El poeta Illescas siempre fue un hombre de izquierda. De la izquierda pensante. De la  izquierda moderada. Los gritos, los alaridos, no encajaban en su personalidad. Su voz era el mejor reflejo de su pensamiento: una voz generosa, inteligente, que invitaba a la conversación.  No imponía su discurso. Prefería escuchar. Pero cuando hablaba, los dioses de la poesía se movían al ritmo de una danza épica.

Don Carlos tenía casi sesenta años cuando lo conocí, pero era un muchacho a la hora de comerse el mundo. Era el más joven de nosotros a nuestros veinte años. Era el primero en llegar, el último en irse. Sus manos acompañaban la fiesta del pensamiento. Tenía una curiosidad histórica y pudo haber dicho, como Mallarmé, la carne es triste, ay, y todo lo he leído.
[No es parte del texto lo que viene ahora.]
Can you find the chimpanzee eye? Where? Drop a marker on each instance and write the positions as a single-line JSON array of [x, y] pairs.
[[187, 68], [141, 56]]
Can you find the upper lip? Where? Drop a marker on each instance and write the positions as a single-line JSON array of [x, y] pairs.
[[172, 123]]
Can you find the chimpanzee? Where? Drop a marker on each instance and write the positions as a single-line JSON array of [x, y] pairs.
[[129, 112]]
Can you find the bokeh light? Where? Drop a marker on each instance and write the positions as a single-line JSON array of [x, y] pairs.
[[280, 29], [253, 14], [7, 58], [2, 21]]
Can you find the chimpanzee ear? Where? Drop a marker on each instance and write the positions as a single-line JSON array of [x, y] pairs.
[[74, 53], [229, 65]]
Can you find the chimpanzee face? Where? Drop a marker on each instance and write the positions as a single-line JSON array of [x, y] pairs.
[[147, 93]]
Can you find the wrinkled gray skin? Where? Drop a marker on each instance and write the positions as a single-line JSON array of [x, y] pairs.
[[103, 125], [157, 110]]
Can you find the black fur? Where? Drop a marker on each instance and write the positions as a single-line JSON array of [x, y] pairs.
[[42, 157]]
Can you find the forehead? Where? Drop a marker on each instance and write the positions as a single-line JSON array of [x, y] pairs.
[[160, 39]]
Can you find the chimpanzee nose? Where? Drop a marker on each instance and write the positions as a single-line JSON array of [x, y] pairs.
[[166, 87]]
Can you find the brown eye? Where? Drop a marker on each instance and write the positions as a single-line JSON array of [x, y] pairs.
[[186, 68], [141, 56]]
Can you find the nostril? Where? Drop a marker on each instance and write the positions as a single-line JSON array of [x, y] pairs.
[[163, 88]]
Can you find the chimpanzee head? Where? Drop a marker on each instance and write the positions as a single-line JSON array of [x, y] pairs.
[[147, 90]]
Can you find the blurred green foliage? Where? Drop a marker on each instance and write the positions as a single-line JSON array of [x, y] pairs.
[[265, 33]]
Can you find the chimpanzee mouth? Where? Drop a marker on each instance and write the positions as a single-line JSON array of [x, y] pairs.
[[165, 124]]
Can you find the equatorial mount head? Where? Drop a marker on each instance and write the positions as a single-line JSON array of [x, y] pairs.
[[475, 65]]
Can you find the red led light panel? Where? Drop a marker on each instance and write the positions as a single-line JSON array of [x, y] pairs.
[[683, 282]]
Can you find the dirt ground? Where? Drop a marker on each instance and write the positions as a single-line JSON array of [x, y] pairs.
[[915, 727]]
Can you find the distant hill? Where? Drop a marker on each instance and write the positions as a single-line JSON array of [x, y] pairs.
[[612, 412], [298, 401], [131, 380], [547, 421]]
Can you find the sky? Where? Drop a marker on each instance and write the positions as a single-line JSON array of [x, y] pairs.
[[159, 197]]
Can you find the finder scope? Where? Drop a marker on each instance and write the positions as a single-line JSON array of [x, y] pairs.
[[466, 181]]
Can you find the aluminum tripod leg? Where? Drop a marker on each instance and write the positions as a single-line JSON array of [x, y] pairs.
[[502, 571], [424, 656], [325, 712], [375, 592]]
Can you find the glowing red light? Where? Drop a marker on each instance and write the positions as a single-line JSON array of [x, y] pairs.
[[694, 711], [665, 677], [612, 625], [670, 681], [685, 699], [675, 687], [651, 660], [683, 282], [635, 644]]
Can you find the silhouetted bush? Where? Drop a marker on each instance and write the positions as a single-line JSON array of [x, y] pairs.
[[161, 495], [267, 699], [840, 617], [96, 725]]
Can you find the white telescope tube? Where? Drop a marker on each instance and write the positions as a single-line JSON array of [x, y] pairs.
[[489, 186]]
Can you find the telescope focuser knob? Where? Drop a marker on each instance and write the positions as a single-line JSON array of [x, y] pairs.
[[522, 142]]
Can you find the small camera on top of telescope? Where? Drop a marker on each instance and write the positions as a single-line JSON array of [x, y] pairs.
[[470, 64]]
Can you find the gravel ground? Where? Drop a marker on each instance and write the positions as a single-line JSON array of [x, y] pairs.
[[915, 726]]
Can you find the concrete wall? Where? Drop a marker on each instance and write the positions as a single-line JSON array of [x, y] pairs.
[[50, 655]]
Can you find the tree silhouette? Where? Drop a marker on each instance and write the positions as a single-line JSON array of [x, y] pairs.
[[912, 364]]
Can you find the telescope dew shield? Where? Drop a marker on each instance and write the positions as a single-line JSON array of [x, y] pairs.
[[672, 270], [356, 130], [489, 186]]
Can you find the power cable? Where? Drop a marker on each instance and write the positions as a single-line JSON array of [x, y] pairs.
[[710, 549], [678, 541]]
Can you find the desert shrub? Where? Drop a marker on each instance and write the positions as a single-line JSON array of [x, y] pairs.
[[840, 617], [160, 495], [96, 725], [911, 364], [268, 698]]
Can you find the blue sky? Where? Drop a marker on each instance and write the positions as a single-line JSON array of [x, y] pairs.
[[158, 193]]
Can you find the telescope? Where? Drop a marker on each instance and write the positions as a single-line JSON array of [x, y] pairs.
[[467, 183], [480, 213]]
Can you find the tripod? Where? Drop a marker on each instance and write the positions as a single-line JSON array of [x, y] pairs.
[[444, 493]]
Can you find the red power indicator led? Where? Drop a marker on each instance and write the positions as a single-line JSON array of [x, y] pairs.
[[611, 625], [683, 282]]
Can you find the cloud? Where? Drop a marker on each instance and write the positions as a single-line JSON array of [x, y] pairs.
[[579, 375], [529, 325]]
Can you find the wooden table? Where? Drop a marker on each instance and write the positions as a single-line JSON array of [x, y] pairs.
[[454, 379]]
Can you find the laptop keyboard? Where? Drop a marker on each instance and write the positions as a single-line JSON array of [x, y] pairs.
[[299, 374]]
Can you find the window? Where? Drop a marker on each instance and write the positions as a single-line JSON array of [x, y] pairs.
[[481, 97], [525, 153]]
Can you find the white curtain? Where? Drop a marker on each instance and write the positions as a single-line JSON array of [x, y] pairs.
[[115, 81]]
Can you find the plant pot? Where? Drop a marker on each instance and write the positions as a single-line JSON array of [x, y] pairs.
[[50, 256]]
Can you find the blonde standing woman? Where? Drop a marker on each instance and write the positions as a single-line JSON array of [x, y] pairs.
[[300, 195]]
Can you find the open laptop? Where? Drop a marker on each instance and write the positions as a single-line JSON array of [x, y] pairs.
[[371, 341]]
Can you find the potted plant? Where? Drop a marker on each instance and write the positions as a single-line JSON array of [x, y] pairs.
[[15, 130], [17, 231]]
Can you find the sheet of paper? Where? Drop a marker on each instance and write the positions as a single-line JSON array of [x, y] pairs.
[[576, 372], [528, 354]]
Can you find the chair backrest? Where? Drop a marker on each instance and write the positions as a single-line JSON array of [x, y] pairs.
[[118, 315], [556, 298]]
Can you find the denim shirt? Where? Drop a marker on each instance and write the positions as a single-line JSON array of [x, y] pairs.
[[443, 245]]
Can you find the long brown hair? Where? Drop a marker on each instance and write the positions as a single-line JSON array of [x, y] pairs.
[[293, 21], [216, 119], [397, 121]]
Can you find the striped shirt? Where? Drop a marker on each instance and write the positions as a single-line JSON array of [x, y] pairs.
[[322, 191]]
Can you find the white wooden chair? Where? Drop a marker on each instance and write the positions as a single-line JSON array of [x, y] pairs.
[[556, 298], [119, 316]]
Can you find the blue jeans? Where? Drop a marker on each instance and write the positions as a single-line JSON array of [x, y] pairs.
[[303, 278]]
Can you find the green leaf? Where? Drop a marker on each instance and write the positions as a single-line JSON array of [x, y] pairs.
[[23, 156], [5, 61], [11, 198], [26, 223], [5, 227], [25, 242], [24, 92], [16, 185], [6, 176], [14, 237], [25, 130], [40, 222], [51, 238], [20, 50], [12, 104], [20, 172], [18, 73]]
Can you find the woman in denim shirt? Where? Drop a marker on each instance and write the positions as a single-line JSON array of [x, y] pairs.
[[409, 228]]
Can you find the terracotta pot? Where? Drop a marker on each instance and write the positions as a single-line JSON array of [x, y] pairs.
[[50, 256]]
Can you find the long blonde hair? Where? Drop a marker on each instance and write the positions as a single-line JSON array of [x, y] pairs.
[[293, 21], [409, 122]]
Circuló por todas las autopistas posibles: la literatura, la poesía, el cine, la radio, el periodismo. Pero su principal preocupación siempre tuvo que ver con el lenguaje. Le quitaba el sueño el lenguaje. Por eso lo desgranaba, se enfrentaba a él, velaba las armas a su sombra. Una de las mejores épocas de Radio Universidad se dio cuando fue una de las cabezas luminosas. El cine mexicano alcanzó algunos de sus grandes niveles de excelencia cuando escribió guiones para las películas de Rafael Corkidi y Juan López Moctezuma. Las aulas de Filosofía y Letras de la UNAM tocaron el cielo cuando hospedaron a maestros como él.

Fue un exiliado en México, pero nunca actuó como tal. Pronto se hizo hijo de estas tierras. Amigo de sus amigos, se rodeó de sabios como él con los que pasaba horas conversando de la poesía y sus misterios.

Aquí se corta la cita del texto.